The findings and conclusions in this report have not been formally disseminated by the Food and Drug Administration and should not be construed to represent any Agency determination or policy.
Differential profiling of human red blood cells during storage for 52 selected microRNAs
Article first published online: 11 FEB 2010
© 2010 American Association of Blood Banks
Volume 50, Issue 7, pages 1581–1588, July 2010
How to Cite
Kannan, M. and Atreya, C. (2010), Differential profiling of human red blood cells during storage for 52 selected microRNAs. Transfusion, 50: 1581–1588. doi: 10.1111/j.1537-2995.2010.02585.x
- Issue published online: 1 JUL 2010
- Article first published online: 11 FEB 2010
- Received for publication May 21, 2009; revision received October 29, 2009, and accepted December 3, 2009.

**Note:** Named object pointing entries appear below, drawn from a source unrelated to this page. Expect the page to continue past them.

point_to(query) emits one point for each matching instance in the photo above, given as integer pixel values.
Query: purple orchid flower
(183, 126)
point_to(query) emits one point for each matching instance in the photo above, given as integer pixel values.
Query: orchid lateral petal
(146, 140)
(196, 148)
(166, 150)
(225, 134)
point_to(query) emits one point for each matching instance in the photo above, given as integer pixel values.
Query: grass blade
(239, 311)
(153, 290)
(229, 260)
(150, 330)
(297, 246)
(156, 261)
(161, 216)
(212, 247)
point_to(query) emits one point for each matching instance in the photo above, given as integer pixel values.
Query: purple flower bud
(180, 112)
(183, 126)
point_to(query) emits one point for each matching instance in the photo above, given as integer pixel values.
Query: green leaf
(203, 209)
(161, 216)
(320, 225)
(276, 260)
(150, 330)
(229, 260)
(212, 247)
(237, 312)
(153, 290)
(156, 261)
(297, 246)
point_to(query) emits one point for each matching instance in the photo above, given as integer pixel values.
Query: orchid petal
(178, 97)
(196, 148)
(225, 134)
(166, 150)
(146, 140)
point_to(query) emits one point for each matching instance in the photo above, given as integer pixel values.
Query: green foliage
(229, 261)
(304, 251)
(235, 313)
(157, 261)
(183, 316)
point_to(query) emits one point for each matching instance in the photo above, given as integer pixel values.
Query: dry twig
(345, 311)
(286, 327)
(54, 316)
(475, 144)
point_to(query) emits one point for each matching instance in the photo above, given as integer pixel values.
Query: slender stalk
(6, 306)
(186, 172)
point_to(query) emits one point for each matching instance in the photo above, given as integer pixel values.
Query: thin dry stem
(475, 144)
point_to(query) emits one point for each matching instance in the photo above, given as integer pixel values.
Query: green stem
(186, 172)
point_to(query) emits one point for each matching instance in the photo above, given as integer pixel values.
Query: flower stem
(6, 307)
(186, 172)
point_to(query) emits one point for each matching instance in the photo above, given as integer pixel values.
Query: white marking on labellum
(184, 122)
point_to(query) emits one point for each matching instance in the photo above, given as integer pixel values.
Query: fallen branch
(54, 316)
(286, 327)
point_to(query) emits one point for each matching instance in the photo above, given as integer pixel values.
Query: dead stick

BACKGROUND: MicroRNAs (miRNAs), the negative regulators of cellular mRNAs, are present in mature red blood cells (RBCs) in abundance relative to other blood cells. So far, there are no studies aimed at identifying large-scale miRNA profiles during storage of RBCs.
STUDY DESIGN AND METHODS: RNA samples from each RBC bag stored at 4°C were collected on Days 0, 20, and 40 and subjected to miRNA profiling by using a membrane-based array. Fifty-two selected miRNAs of cellular apoptotic pathway represent the array. Through bioinformatics analyses, we identified potential target genes for selected miRNAs.

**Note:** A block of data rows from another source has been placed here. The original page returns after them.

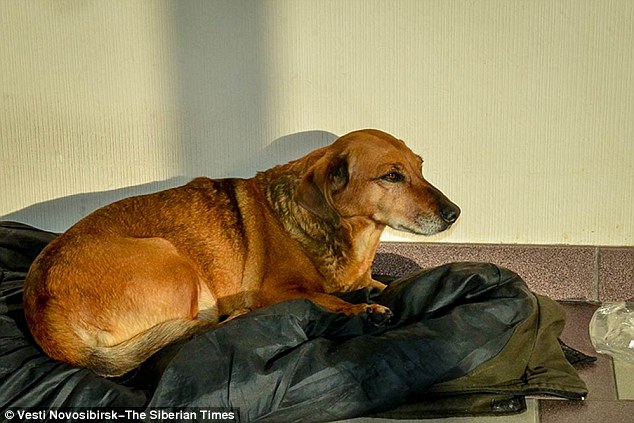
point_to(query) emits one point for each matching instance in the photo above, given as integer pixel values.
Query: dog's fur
(147, 271)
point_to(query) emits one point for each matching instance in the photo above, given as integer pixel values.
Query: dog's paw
(378, 314)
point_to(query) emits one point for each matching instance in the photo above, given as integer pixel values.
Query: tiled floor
(576, 276)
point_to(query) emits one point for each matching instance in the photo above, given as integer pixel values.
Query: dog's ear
(321, 182)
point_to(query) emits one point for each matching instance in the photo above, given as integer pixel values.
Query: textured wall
(523, 110)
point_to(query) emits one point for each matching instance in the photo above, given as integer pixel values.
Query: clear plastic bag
(612, 330)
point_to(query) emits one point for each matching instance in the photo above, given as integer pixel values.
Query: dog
(147, 271)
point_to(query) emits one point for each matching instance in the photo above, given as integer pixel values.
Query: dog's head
(371, 174)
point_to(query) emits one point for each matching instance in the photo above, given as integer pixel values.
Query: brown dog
(146, 271)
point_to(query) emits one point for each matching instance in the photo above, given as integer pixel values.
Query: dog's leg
(377, 313)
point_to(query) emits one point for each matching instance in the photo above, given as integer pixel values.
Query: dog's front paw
(378, 314)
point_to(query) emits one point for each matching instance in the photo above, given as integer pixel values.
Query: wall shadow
(59, 214)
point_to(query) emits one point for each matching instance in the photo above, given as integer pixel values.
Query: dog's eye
(393, 177)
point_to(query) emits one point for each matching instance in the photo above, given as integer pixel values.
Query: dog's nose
(450, 213)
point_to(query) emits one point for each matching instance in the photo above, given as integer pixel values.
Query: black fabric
(293, 361)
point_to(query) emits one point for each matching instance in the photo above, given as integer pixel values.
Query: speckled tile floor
(578, 277)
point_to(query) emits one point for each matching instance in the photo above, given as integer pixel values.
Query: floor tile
(586, 411)
(616, 274)
(559, 272)
(529, 416)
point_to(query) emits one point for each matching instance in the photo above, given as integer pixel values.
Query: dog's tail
(119, 359)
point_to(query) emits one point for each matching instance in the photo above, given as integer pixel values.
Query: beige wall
(523, 110)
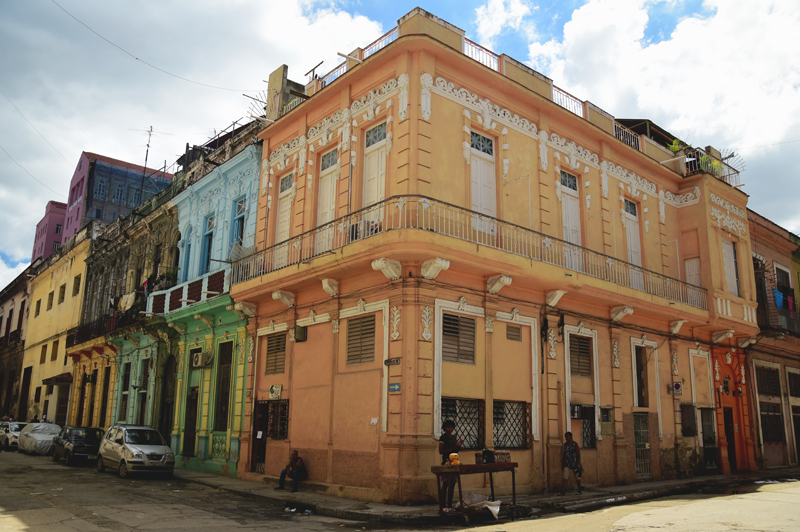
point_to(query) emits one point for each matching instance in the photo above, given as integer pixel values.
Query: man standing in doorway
(571, 461)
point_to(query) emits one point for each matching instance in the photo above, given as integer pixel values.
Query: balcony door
(326, 202)
(571, 218)
(634, 244)
(483, 181)
(374, 176)
(283, 222)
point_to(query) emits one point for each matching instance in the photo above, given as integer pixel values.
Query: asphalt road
(37, 494)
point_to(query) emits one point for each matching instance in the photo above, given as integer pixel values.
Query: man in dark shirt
(448, 444)
(296, 468)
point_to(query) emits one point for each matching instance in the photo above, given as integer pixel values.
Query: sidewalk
(592, 497)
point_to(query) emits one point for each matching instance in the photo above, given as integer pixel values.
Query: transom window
(569, 181)
(481, 143)
(328, 160)
(376, 134)
(286, 183)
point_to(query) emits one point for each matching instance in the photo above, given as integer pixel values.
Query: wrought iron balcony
(422, 213)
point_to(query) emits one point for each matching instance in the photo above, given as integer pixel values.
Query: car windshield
(143, 437)
(87, 434)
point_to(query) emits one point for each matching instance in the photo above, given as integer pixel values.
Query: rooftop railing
(419, 212)
(480, 54)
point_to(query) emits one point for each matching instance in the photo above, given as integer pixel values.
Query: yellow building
(445, 234)
(57, 294)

RESULTS: Differential profiling of RBCs for 52 miRNAs revealed two distinguishable patterns during storage: Forty-eight miRNAs demonstrated no trend at all, while four miRNAs, miR-96, miR-150, miR-196a, and miR-197, demonstrated an increase up to Day 20 and subsequently decreased during storage. We selected miR-96 and subjected it to standard bioinformatics analyses for target gene predictions, which identified several mRNAs including the RBC proapoptotic calpain small subunit-1 (CAPNS1) as potential targets of miR-96. To validate these predictions, we selected CAPNS1 mRNA as an example and confirmed its presence in the RBCs. Future experimental verification would help define miR-96–CAPNS1 interaction, if any, in the stored RBCs.

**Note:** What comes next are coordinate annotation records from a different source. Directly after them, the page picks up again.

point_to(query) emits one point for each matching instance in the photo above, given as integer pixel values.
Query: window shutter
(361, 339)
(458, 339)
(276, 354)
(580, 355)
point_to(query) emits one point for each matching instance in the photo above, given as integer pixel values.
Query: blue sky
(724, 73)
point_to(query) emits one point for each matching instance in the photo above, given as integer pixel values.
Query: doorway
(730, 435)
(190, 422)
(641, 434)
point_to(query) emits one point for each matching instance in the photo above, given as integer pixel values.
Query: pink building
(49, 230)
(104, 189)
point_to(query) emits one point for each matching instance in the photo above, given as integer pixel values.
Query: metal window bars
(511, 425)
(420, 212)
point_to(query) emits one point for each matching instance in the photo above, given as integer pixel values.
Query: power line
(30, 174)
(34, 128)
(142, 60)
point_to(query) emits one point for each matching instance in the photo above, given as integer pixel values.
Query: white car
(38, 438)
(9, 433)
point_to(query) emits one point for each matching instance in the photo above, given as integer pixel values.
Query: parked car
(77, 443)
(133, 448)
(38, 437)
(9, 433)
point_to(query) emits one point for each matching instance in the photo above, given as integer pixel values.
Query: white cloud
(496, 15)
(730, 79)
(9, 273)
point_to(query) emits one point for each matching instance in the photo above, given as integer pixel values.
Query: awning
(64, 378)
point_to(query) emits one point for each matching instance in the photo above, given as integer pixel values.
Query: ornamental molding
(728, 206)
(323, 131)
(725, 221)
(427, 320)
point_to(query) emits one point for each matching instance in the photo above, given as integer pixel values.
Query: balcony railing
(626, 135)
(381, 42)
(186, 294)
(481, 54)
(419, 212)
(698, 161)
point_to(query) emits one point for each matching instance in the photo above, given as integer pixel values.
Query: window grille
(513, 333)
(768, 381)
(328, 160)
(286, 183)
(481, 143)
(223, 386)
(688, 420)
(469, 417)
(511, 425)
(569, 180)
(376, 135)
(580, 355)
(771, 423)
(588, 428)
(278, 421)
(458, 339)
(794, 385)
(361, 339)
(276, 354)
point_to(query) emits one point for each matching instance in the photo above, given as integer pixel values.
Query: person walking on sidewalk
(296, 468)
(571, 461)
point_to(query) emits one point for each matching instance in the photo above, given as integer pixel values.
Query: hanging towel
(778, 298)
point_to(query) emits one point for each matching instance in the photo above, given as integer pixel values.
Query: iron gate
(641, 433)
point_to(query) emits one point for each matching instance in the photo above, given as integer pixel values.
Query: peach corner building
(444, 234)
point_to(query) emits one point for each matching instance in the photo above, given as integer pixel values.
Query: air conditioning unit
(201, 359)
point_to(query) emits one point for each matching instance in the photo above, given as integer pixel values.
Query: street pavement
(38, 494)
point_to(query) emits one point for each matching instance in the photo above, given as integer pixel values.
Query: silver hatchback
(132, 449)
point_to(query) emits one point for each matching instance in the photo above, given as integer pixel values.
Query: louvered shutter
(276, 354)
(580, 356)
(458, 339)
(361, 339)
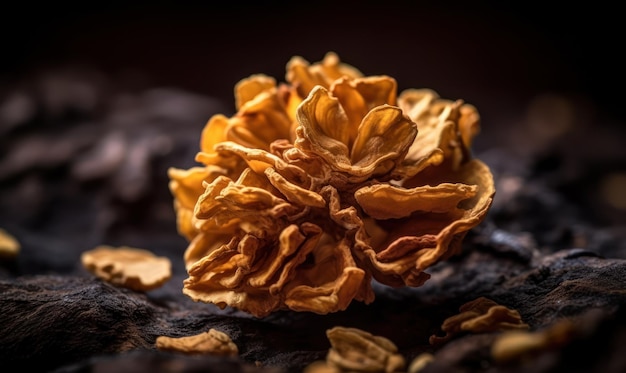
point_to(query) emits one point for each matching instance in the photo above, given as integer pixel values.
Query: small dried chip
(129, 267)
(420, 362)
(212, 342)
(481, 315)
(515, 345)
(355, 350)
(9, 246)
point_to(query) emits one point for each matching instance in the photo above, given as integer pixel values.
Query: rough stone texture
(551, 247)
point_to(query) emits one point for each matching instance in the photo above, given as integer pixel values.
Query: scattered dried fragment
(420, 362)
(481, 315)
(515, 345)
(317, 185)
(355, 350)
(212, 342)
(133, 268)
(9, 246)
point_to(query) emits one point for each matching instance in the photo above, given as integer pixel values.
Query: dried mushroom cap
(133, 268)
(317, 185)
(9, 246)
(481, 315)
(355, 350)
(212, 342)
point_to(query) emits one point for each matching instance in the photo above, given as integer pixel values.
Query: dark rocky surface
(83, 160)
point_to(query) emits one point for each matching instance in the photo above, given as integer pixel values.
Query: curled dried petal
(384, 135)
(247, 89)
(305, 76)
(384, 201)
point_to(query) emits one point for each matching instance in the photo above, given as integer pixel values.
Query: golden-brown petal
(359, 96)
(384, 134)
(294, 193)
(213, 133)
(409, 246)
(418, 105)
(187, 185)
(374, 90)
(304, 76)
(323, 122)
(247, 89)
(385, 201)
(203, 244)
(254, 209)
(260, 121)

CONCLUSIONS: This study for the first time provided a differential profile of stored RBCs for selected miRNAs related to cellular apoptotic pathway and opened new avenues toward identification of novel in vitro RBC biomarkers of storage lesions. Future studies focusing on target gene-miRNA interactions in stored RBCs would also unravel underlying mechanisms of storage lesions.